Questions about the validity of evidence used by DOJ prosecutors were also not addressed by the Attorney General, who merely noted that the morgue at Juan F. Luis Hospital was not under the management of the Department of Justice. In her letter, Dr. Pender said the JFL morgue has stood unlocked and accessible to the public for years, something which Consortium journalists verified to be still the case as recently as a few days ago. Although autopsies of homicide victims are now being performed at DOJ facilities on St.
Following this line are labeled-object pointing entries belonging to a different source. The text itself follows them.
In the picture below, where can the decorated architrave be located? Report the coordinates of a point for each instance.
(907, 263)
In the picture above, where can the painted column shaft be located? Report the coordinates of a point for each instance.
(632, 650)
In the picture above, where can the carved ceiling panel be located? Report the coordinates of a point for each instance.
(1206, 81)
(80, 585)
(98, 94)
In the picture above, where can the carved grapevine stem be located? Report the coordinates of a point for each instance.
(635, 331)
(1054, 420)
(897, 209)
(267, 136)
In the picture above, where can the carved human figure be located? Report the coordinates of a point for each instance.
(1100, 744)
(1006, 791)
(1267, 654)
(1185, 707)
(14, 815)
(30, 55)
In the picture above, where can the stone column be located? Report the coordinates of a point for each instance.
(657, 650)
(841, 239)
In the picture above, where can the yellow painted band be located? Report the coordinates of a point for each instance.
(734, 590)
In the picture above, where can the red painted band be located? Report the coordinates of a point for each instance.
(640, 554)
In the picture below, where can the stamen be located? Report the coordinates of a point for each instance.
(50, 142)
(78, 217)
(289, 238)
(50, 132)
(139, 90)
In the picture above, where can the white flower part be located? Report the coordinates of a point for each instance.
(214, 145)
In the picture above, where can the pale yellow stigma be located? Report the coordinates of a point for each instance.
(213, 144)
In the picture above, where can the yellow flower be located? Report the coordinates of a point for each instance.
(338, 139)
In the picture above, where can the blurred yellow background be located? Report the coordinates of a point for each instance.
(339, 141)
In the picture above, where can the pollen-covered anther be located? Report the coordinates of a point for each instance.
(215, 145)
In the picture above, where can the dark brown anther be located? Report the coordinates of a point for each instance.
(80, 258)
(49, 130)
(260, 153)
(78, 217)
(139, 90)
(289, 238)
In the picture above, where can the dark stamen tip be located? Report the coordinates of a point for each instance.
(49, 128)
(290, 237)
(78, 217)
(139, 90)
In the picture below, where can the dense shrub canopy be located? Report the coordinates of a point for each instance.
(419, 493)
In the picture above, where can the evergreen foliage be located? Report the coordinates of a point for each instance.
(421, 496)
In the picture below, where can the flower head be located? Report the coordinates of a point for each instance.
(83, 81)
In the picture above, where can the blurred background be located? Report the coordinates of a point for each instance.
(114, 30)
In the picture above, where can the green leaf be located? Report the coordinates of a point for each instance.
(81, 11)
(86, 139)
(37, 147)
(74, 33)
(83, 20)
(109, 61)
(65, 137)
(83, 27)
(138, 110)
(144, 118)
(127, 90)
Thomas, the open question still remains of how evidence obtained from autopsies performed on bodies stored at JFL over the past couple of years can be relied on if the facility was vulnerable to being accessed at any time by anyone at all who wanted to walk in. 

Although George’s statement answered none of the several outstanding questions asked by journalists of our digital native news organization, these questions — and more — were likely asked of the attorney general during a hearing of the Senate Subcommittee on Public Safety & Health, to which she was summoned at 2:00 p.m. on Thursday.